Uccide la figlia di 11 mesi e si toglie la vita in diretta Facebook

omicidio suicidio in diretta FacebookHa ucciso la figlia, prima di togliersi la vita, il tutto in diretta Facebook. E’ l’ennesima vicenda drammatica legata all’utilizzo di Facebook Live, che ha come protagonista Wuttisan Wingtalay, un ragazzo thailandese che ha ucciso la figlia Beta, di soli undici mesi, in un hotel abbandonato vicino all’aertoporto internazionale di Phuket.

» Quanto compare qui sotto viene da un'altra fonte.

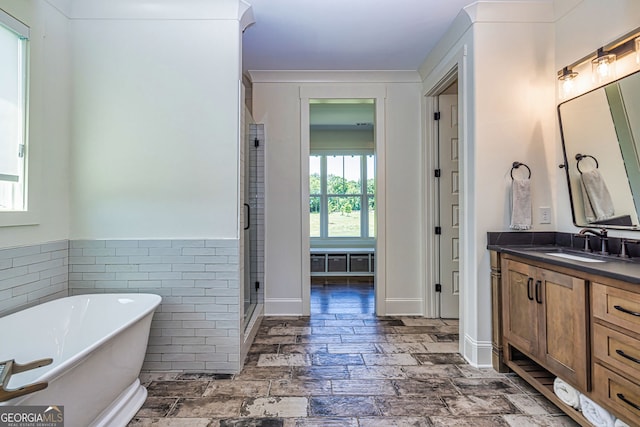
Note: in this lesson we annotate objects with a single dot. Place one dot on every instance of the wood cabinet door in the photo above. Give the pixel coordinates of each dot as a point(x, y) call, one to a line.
point(519, 309)
point(563, 325)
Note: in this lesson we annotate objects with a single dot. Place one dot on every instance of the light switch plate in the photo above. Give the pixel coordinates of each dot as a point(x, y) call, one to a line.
point(545, 215)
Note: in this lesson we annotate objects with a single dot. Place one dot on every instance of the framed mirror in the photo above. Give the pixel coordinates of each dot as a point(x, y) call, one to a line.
point(601, 144)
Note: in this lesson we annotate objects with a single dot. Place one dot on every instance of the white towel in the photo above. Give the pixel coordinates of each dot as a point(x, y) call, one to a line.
point(588, 210)
point(566, 393)
point(596, 414)
point(520, 204)
point(598, 195)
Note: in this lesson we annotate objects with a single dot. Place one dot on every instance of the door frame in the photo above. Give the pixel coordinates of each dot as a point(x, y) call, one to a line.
point(432, 205)
point(338, 91)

E’ accaduto ieri pomeriggio, come confermato dal tenente Jullaus Suvannin, tra i primi a recarsi sulla scena del delitto, il quale ha dichiarato che gli agenti hanno trovato uno smartphone appoggiato contro un muro. “Quando sono arrivato entrambe erano già morti”: secondo la ricostruzione della polizia il ragazzo aveva in precedenza discusso con la madre della bambina assassinata e, secondo le ipotesi, l’avrebbe accusata di averlo imbrogliato prima di scomparire con la piccola Beta.

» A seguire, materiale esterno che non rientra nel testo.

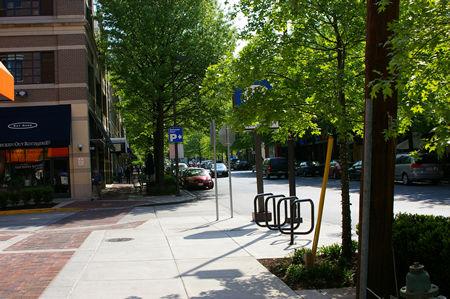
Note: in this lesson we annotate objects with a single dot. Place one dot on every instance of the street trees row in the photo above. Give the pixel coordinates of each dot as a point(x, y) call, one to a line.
point(142, 43)
point(312, 53)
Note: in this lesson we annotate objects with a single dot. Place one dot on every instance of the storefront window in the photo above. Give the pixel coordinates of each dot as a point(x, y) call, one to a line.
point(35, 167)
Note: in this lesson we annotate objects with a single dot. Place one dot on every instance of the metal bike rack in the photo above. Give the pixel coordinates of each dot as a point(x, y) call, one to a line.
point(292, 214)
point(276, 220)
point(295, 219)
point(255, 207)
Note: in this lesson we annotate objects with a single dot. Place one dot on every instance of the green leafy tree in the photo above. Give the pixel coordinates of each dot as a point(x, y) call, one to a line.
point(313, 54)
point(143, 43)
point(421, 65)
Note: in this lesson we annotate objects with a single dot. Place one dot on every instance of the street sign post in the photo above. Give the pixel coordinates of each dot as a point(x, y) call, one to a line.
point(175, 135)
point(213, 141)
point(226, 137)
point(223, 133)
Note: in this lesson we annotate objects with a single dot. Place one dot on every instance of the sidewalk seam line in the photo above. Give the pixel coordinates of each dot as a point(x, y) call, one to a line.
point(173, 256)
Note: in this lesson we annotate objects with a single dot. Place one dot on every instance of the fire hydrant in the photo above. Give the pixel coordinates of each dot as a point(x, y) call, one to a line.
point(418, 284)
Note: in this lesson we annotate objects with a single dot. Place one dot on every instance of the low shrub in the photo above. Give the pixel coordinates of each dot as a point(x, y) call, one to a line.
point(297, 258)
point(169, 186)
point(294, 272)
point(26, 195)
point(14, 198)
point(332, 252)
point(4, 197)
point(37, 195)
point(424, 239)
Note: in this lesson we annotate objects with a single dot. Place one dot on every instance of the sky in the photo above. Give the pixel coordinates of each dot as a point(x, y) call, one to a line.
point(239, 22)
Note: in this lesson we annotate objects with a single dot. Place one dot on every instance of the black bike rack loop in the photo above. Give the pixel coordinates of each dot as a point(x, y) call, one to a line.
point(275, 224)
point(292, 218)
point(255, 207)
point(292, 215)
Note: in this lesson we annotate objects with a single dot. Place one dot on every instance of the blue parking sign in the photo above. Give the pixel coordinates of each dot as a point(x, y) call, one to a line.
point(175, 135)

Il padre l’ha impiccata prima di seguire la stessa modalità per togliersi la vita: una tv locale ha trasmesso in diretta le immagini della madre, accompagnata dai parenti, che portava via in lacrime il corpo della bambina. “E’ un incidente spaventoso – ha dichiarato un portavoce di Facebook – ed i nostri pensieri vanno alla famiglia della giovane vittima. Non c’è assolutamente posto per contenuti di questo tipo su Facebook ed il video è stato rimosso”. L’omicidio-sucidio è avvenuto pochi giorni dopo le dichiarazioni di Mark Zuckerberg in merito ad un aumento dell’impegno per eliminare la propaganda di atti violenti, come omicidi e sucidi, via video.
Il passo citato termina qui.